When you estimate a characteristic of an entire population based on a subset of data, you must account for sampling variability. The population standard deviation (σ) describes the true spread of all possible observations, whereas the sample standard deviation (s) provides an unbiased estimate of σ using only the observed sample. Because full populations are rarely available, s is the statistic most commonly reported.
Follow these four simple steps. 1️⃣ Compute the sample mean (μ). 2️⃣ Measure the deviation of each observation from μ and square it. 3️⃣ Sum all squared deviations. 4️⃣ Divide by (n − 1) and take the square root.
Below is a worked example using ten heart‑rate observations (beats per minute):
71, 83, 63, 70, 75, 69, 62, 75, 66, 68
First, find the mean:
\[\mu = \frac{71+83+63+70+75+69+62+75+66+68}{10} = \frac{702}{10} = 70.2\]
Next, calculate squared deviations:
\[\begin{aligned} (71-70.2)^2 &= 0.8^2 = 0.64\\ (83-70.2)^2 &= 12.8^2 = 163.84\\ (63-70.2)^2 &= (-7.2)^2 = 51.84\\ (70-70.2)^2 &= (-0.2)^2 = 0.04\\ (75-70.2)^2 &= 4.8^2 = 23.04\\ (69-70.2)^2 &= (-1.2)^2 = 1.44\\ (62-70.2)^2 &= (-8.2)^2 = 67.24\\ (75-70.2)^2 &= 4.8^2 = 23.04\\ (66-70.2)^2 &= (-4.2)^2 = 17.64\\ (68-70.2)^2 &= (-2.2)^2 = 4.84 \end{aligned}\]
Sum of squared deviations:
\[0.64 + 163.84 + 51.84 + 0.04 + 23.04 + 1.44 + 67.24 + 23.04 + 17.64 + 4.84 = 353.6\]

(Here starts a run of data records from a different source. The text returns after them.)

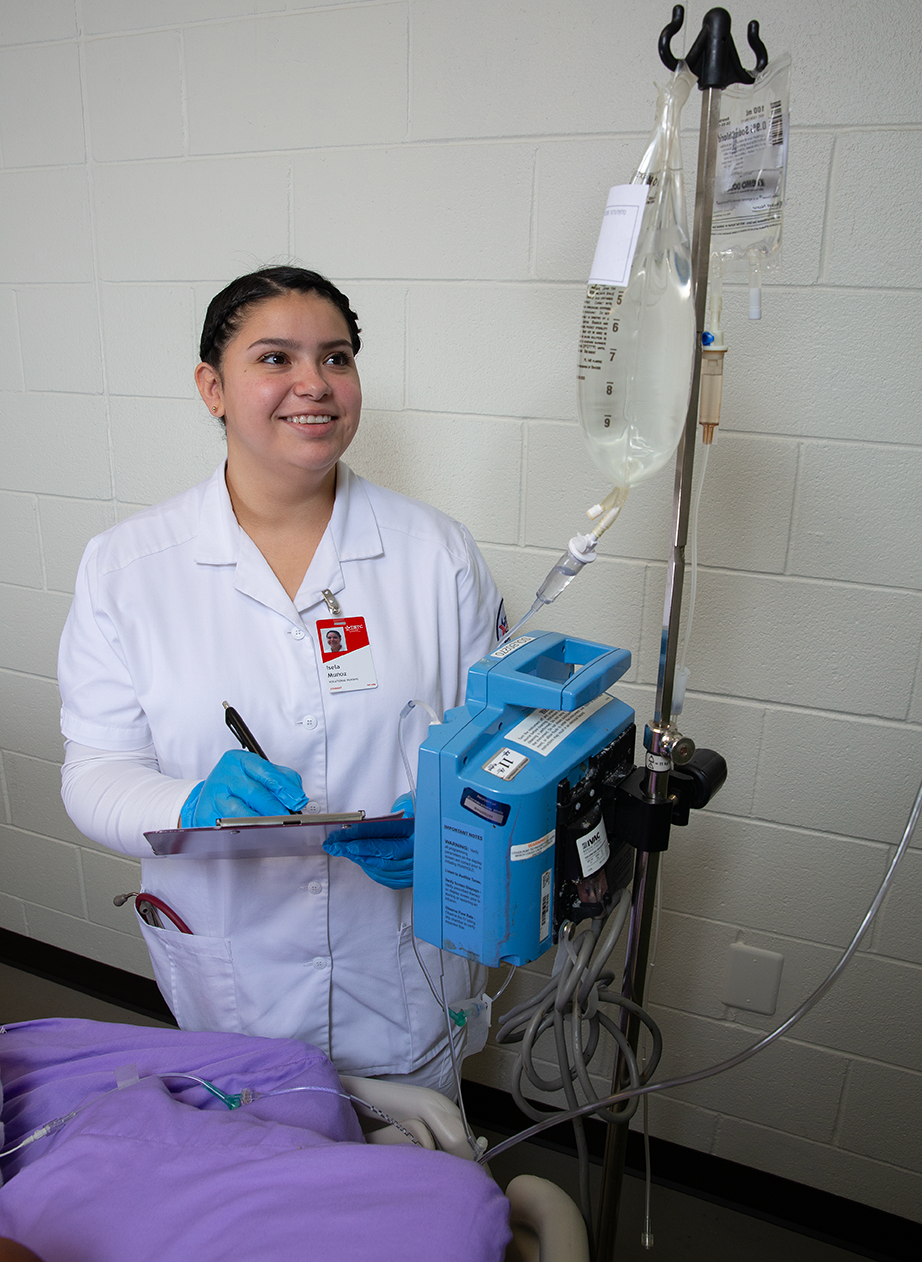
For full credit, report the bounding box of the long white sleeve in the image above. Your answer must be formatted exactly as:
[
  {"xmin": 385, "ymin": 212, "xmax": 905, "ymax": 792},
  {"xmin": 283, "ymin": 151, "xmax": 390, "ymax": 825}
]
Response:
[{"xmin": 61, "ymin": 741, "xmax": 198, "ymax": 858}]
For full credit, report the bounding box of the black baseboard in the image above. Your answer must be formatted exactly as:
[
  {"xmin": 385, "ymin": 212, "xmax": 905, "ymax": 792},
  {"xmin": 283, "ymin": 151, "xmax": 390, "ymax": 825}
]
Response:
[
  {"xmin": 0, "ymin": 929, "xmax": 177, "ymax": 1025},
  {"xmin": 0, "ymin": 929, "xmax": 922, "ymax": 1262},
  {"xmin": 464, "ymin": 1083, "xmax": 922, "ymax": 1262}
]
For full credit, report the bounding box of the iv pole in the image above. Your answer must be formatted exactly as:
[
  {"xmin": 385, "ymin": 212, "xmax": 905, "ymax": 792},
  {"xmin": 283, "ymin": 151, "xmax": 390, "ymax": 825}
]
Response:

Divide by degrees of freedom (n − 1 = 9) to obtain the sample variance:
\[s^2 = \frac{353.6}{9} = 39.289\]
Finally, take the square root to get the sample standard deviation:
\[s = \sqrt{39.289} \approx 6.27\]
If we were computing the population standard deviation, the only change would be to divide by n instead of n − 1.
The mean deviation (average absolute deviation from the mean) is calculated by taking the absolute value of each difference from the mean and averaging those values:
\[\frac{|71-70.2| + |83-70.2| + \dots + |68-70.2|}{10} = \frac{46.4}{10} = 4.64\]
Unlike the standard deviation, mean deviation does not involve squaring or rooting, resulting in a smaller value that reflects a different sense of spread.
By following these clear steps, you can reliably compute sample standard deviations for any dataset, ensuring rigorous statistical analysis and robust conclusions.